Political parties and their leaders cannot scam voters by cultivating tonal artifice in order to cover up what they really are
Depending on your political sentiments or affiliations, GOTV can be used for good or ill.
It can galvanise voters who traditionally have not been energised by elections, such as the young people of Zambia who registered and voted in record numbers to elect president Hakainde Hichilema in August this year.
Or it can be used to suppress the vote among people who would not ordinarily back your candidature - a common practice in US politics, such as in 2016 when Donald Trump's presidential campaign used paid and targeted negative advertising on Facebook to discourage African-American voters from turning out on election day to vote for his then opponent, Hillary Clinton.
Getting out the vote in the run-up to an election is most often accompanied by what is called "squeeze messaging".
This is usually the release of a message - by poster, leaflet or targeted social media advertising - that criticises your opponents and is intended to energise your political base and turn them out to vote in your favour.
Squeeze messaging is often a distillation of a candidate or party's hopes, fears, anger, excitement, disillusionment - whatever has been the abiding message of their campaign. It is also an example of the kind of communication that can reflect the darker side of an organisation's values and identity.
The DA's controversial and utterly disgraceful poster campaign in Phoenix this past week was a crude attempt at GOTV: a squeeze message intended to energise its base to turn out to vote for the party in the local government elections. Except that what the message also did was expose the dearth of empathy, ethics and critical thinking in every single person involved in designing the campaign.

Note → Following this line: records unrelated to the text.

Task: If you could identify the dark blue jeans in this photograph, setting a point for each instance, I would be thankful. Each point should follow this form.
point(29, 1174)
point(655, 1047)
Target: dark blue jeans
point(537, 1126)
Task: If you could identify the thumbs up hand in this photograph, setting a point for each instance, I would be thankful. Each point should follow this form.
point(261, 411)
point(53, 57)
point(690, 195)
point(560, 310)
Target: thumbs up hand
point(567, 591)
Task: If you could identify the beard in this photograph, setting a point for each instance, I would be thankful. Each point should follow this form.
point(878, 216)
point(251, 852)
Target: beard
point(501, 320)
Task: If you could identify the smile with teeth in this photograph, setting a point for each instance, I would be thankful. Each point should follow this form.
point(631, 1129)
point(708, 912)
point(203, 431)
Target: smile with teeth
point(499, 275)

It also illustrates how often some political leaders will choose an appeal to our lesser angels in service of the narrow interest of securing additional parliamentary or council seats, and how this trumps any bigger responsibility they have as influential public leaders who have a role to play in shaping our society for the better.
I won't spill any additional ink on the many demerits of that poster campaign; this has been done eloquently and repeatedly by a number of writers in the print and online media.
Nor will I dwell on the preposterous defence mounted by the party's provincial chair in his
non-apology statement ahead of the removal of the posters.
Explaining, as the saying goes, is losing.
I will, however invoke the inimitable American poet, Maya Angelou: "When people show you who they are, believe them the first time."